Transthyretin (TTR) amyloidosis is known to cause different human diseases including senile systemic amyloidosis and familial amyloid cardiomyopathy/polyneuropathy. Prof. Jin Hae Kim, Prof. Wookyung Yu and their group members studied structural ensembles of TTR by machine-learning based nuclear magnetic resonance (NMR) chemical shift prediction and molecular dynamics (MD) simulation in the contributed paper entitled “Aggregation-Prone Structural Ensembles of Transthyretin Collected With Regression Analysis for NMR Chemical Shift” (Yang et al.). They suggest the correlation of the structural deformation of the DAGH β-sheet and the AB loop regions to the manifestation of the aggregation-prone conformational states of TTR. This suggestion has been cross-validated by circular dichroism (CD) spectroscopy and NMR order parameter analysis.

Another emerging area of protein structure analysis involves combining advanced modeling methods with sparse experimental data, like that obtained by NMR using perdeuterated samples of biomolecules. These methods were assessed as part of the Critical Assessment of Protein Structure Prediction (CASP) (Kuenze and Meiler, 2019; Robertson et al., 2019; Sala et al., 2019). Among the best performing methods in CASP13 was MELD (modeling employing limited data). MELD uses Bayesian inference to integrate data from different experimental sources with an atomistic force field to predict structures (MacCallum et al., 2015; Perez et al., 2016) and is well suited to handle sparse, highly ambiguous restraints. In “Simultaneous Assignment and Structure Determination of Proteins From Sparsely Labeled NMR Datasets” (Mondal and Perez), Mondal and Perez describe the MELD-NMR pipeline, together with improvements that provide more accurate models for several CASP “NMR-guided” targets than observed in the original CASP13 study. MELD-NMR provides a significant improvement over previously described approaches for structure determination with ambiguous, sparse, and noisy NMR data.

Intrinsically disordered proteins, or IDPs, are an important class of biomolecules with key biological functions. It is estimated that approx. 40% of proteins encoded by the human genome contain an IDP segment of at least 30 residues. In this mini-review, Czaplewski et al. outline recent developments in modeling ensembles of this important class of proteins from a diverse set of experimental observables, including sparse NMR data, SAXS, and XL-MS. The use of time- and ensemble-averaged methodologies are discussed, with emphasis on computational approaches for determining both an ensemble of representative conformers, and their dynamics.

Large amounts of NMR data in diverse format are great resources for NMR structural biology studies, but can create a burden for users to explore and examine them. There is an urgent need for tools for rapid access and translation of the large amount of NMR data in diverse formats. Further, federation of different data resources and powerful computational approaches, such as advanced statistical studies and machine learning, can extend the information in the existing data resources and unveil possible latent insights. Profs. Eghbalnia and Hoch and their group members describe the NMRbox which merges NMR data resources and computation power to facilitate data-centered research in the contributed paper entitled “Merging NMR Data and Computation Facilitates Data-Centered Research” (Baskaran et al.).
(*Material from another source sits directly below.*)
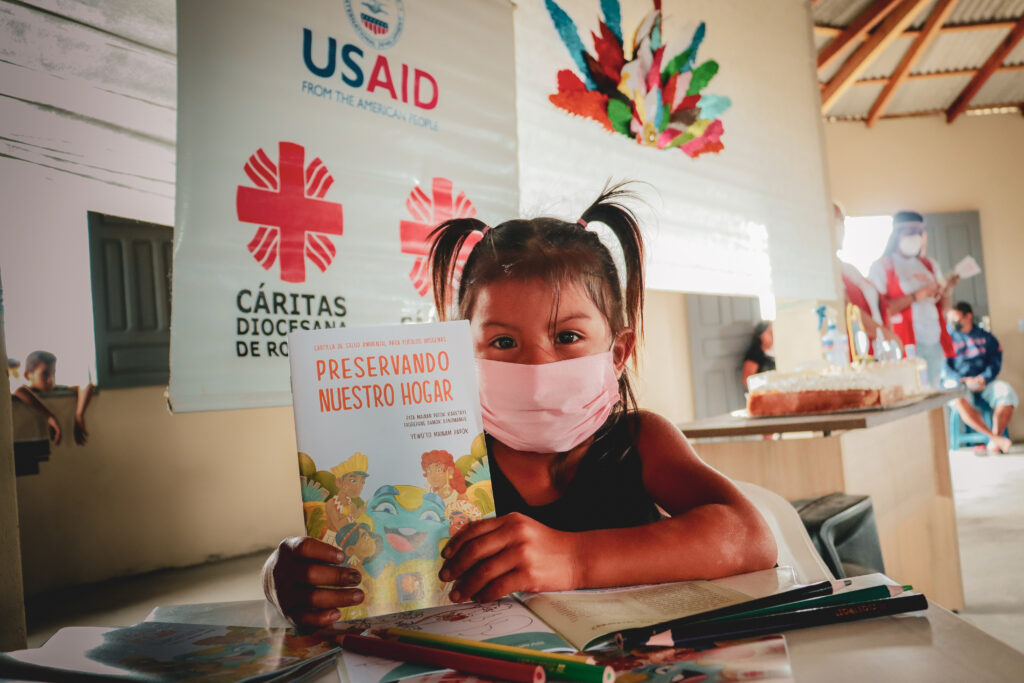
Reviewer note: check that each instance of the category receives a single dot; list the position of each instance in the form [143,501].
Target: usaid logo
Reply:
[378,22]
The NMRbox can integrate diverse data resource and create a data lake, called ReBoxitory, which can provide facile and local access to time-stamped copies of high-quality data resources from multiple databases for NMR structural biology. In addition, combination of data repository (BMRB, PDB, etc.) with the NMRbox computational platform can speed and simplify computational workflows. The NMRbox platform creates an environment for developing meta-software and supporting complex workflows. It can foster data interoperability, semantic data management, and reproducible research.

In the contributed paper entitled “Concurrent Identification and Characterization of Protein Structure and Continuous Internal Dynamics with REDCRAFT” (Omar et al.), Prof. Valafar and his group members developed and benchmarked the concurrent characterization of protein structure and dynamics using the residual dipolar coupling (RDC) analysis software REDCRAFT (Cole et al., 2021). Structures of dihydrofolate reductase (DHFR), a 159-residue protein whose internal dynamics have been described by a mixed mode model of internal dynamics, were calculated by three different methods: using traditional Ramachandran restraint, using context-specific dihedral restraints generated by PDBMine, and using the Dynamic Profile generated by REDCRAFT. The Dynamic Profile provided identification of different dynamical regions of the protein. The utilization of the Dynamic Profile outperformed the other two methods by identifying the dynamic regions and assembling relatively rigid fragments.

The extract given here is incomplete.